56For Part I

(A)   Figure 56.1 is a histogram showing the results of 1000 repetitions of flipping a fair coin 100 times. The results are the number of times the 100 flips came up with various proportions of heads. Does this look approximately like a normal distribution? Eyeballing this histogram, what is the approximate 95% confidence interval for a fair coin? What is the approximate 99% confidence interval?

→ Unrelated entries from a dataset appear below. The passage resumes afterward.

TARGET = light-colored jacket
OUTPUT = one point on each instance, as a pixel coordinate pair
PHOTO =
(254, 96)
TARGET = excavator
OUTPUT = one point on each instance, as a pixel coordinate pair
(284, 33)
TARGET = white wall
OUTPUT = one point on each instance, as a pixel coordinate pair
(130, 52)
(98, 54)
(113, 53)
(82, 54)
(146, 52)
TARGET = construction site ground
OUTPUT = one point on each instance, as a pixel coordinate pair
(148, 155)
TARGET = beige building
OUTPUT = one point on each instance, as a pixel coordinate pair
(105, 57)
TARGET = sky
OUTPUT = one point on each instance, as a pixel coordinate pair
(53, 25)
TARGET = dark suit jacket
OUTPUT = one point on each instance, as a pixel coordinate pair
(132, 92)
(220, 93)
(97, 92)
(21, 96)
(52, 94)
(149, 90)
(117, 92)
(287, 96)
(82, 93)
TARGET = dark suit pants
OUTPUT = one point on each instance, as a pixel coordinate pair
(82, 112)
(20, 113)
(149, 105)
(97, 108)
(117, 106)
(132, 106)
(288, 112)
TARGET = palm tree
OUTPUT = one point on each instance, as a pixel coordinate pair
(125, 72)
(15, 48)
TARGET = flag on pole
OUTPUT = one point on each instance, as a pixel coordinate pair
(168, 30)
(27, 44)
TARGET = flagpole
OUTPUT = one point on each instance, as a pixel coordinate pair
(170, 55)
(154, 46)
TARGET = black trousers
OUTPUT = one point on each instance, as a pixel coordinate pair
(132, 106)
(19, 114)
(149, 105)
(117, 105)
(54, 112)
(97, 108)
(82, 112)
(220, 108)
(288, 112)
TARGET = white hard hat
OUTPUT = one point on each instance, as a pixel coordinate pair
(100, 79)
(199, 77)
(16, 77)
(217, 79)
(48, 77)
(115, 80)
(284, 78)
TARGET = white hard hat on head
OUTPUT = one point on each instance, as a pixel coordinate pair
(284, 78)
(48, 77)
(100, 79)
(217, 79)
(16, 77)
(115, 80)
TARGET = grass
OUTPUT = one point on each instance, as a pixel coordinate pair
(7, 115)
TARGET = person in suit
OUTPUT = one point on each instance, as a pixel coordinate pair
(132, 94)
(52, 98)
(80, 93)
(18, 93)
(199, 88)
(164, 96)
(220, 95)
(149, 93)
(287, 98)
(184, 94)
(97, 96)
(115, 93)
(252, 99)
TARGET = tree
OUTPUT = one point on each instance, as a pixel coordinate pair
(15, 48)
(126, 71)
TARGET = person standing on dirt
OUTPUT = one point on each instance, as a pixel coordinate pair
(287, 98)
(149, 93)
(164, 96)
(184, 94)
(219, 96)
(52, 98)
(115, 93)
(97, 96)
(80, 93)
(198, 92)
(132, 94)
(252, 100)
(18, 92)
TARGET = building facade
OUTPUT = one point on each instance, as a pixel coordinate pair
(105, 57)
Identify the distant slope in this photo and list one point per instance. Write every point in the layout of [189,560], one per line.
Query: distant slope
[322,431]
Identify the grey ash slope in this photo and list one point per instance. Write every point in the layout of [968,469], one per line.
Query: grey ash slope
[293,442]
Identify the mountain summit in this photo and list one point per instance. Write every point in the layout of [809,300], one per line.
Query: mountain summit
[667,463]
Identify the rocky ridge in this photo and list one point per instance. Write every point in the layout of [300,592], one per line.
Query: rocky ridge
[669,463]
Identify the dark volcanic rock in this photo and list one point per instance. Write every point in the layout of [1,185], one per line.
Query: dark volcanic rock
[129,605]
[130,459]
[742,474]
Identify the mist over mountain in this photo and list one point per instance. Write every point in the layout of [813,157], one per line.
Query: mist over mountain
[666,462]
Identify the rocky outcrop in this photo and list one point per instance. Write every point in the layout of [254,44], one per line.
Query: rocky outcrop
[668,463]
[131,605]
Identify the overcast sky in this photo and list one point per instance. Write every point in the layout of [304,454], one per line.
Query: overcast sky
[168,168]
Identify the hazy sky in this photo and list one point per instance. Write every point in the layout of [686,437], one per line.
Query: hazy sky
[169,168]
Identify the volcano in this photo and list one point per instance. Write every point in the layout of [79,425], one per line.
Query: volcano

A bar graphical representation for 100 coin flips, done 1000 times, where frequency is plotted on the y-axis on a scale of 0–90 and proportion of heads on the x-axis on a scale of 0.34–more.

Figure 56.1

Answer: Yes, it approximates a normal distribution. It looks like about 950 of the 1000 proportions (95%) are in the interval 0.4–0.6. About 50 (5%) of the results have proportions outside this interval, with about 25 (2.5%) on each side (in each tail). Also, although it is hard to eyeball, about 990 of the 1000 proportions (99%) are betwen about 0.37 and about 0.63 inclusive, with about 5 (0.5%) in each tail outside this interval. (Simulating 10,000 repetitions would be better.)

(B)   Looking at Table 56.1, check whether your eyeballed 95% confidence interval matches the theoretical results one should obtain when flipping fair coins 100 times. (Recall that the margin of error is the half-width of the 95% confidence interval and can be expressed as a percentage rather than a proportion.)

Table 56.1

Sample size 100 500 1000 1500
Margin of error (%) ±9.80 ±4.38 ±3.10 ±2.53

Answer: Yes, it does. 50% ± 9.8% is about 40–60%, or 0.4–0.6 proportions.

(C) ...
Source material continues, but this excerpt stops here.